5. Goodhart's Law "Any observed phenomenon tends to experience a collapse as soon as it will be to make efforts to control or measure it," said Professor Goodhart Charlie in 1975: in other words, if you set yourself any targets and try to do something good, people always find a way to use these goals are not improving anything that makes all your efforts as a whole meaningless.
The best example of this principle is Google: when he began to use inbound links in PageRank, to make the search more useful, spammers began creating farm links and spam blogs to artificial inflation of PageRank index their sites.
6. Law FittsaZakon Fitts is extremely important for the development of user interfaces, from the touch screen applications to the buttons on the website.

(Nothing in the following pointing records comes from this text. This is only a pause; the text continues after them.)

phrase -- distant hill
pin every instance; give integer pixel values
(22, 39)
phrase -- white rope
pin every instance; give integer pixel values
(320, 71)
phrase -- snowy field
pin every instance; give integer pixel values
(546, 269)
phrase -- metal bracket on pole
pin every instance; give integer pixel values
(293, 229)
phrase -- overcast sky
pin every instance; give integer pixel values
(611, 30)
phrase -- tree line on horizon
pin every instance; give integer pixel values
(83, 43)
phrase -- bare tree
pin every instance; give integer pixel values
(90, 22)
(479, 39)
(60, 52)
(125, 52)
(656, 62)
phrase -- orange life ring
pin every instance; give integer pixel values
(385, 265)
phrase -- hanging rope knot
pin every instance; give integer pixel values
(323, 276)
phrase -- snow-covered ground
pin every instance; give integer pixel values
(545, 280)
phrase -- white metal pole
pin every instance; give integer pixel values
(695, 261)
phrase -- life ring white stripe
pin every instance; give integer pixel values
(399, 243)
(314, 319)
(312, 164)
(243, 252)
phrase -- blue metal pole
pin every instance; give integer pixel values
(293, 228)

Paul Fitts system studied human-computer interaction and found that the time spend on something to reach for something and push it, is a function of how far it is located and what size it is.

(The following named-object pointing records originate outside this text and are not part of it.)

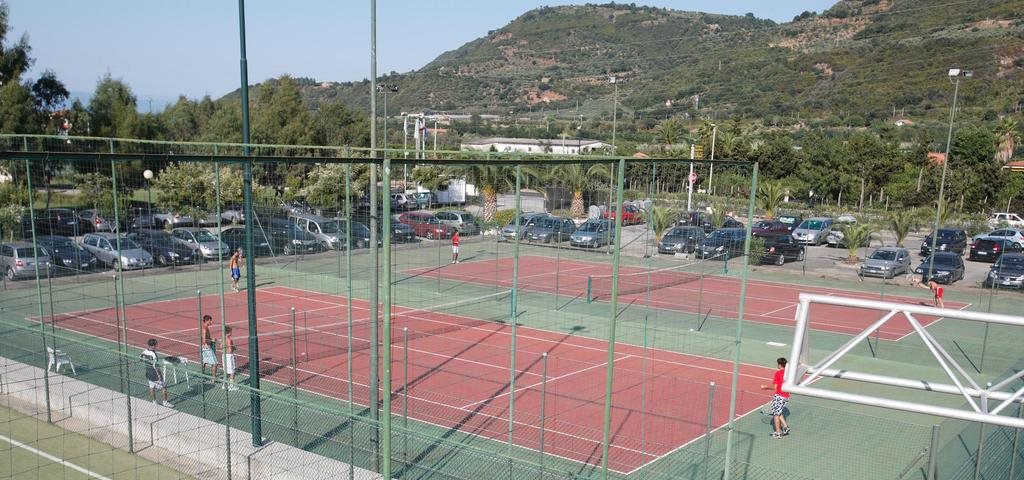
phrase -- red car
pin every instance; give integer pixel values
(770, 228)
(631, 215)
(426, 224)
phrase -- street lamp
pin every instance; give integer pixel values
(147, 175)
(711, 173)
(384, 88)
(954, 76)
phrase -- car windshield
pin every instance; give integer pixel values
(1014, 262)
(203, 235)
(888, 255)
(943, 260)
(29, 252)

Especially brightly it can be seen in smartphones - navigate some websites almost neprisposoblen for use on small screens, while the on-screen keyboard in iOS used Fitts's Law, trying to predict what character you type the following, and making it a zone press longer.
Fitts's Law is used in all types of user interfaces, including on-screen keyboard in iOS
7. Law AmaryRoy Amara was a scholar and president of the California Institute of the Future, and the law encourages us to think about new technologies in the long term: "We tend to overestimate the effect of technology in the short term and underestimate the long-term." Online reaction to Apple products perfectly illustrates both sides of the law Amarah.

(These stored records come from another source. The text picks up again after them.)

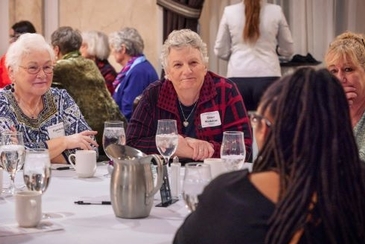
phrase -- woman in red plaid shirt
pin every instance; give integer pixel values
(203, 103)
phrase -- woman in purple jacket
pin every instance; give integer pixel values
(137, 73)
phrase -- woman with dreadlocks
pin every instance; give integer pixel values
(307, 184)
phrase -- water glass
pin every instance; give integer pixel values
(12, 152)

8. Law LinusaSuschestvuet two different law Linus: one says that "If there is enough eyes, all bugs will be found" - throw enough smart people on anything, and they will find a way to fix it, but we prefer a different law that Linus Torvalds has described in 2001 in his book "The Hacker Ethic and the Spirit of the Information Age": the motivation for anything falls into three categories, "survival", "social life" and "entertainment". This explains why some people take part in open-sorsnyh projects, and why others join Anonymous (famous international group of high-hackers; approx. Mixednews) or do stupid things just for the "lulz».
9. Law MuraVtoroy most famous technical law actually does not say that computing power doubles every two years - the original Moore's Law states that the number of transistors that can be placed on an integrated circuit doubles every year, which is not quite the same and Moore changed his assessment from one to two years in 1975 - and despite the many predictions of its demise, he remained fairly reliable indicator for several decades. Today it is a useful indicator for the future of smartphones and SSD.
Moore's Law suggests that today's four-core processors seem terribly outdated in a few years
10. Godwin's Law "On a long enough period of time the likelihood that some of the participants on-line discussion will make a comparison of something with Hitler or Nazis approaches unity." This is the Law of Nazi analogies Godwin, as defined by the American lawyer and writer Mike Godwin in 1990. It is generally assumed that when the online discussion is "Zagodvinennoy" she finished, but this applies only in the case if the comparison to Nazis or Hitler used not in an ironic way. Although it is a fun idea, Godwin made it relatively serious note: "I would like to see those who glibly compare someone to Hitler or the Nazis, remembered the Nazi crimes».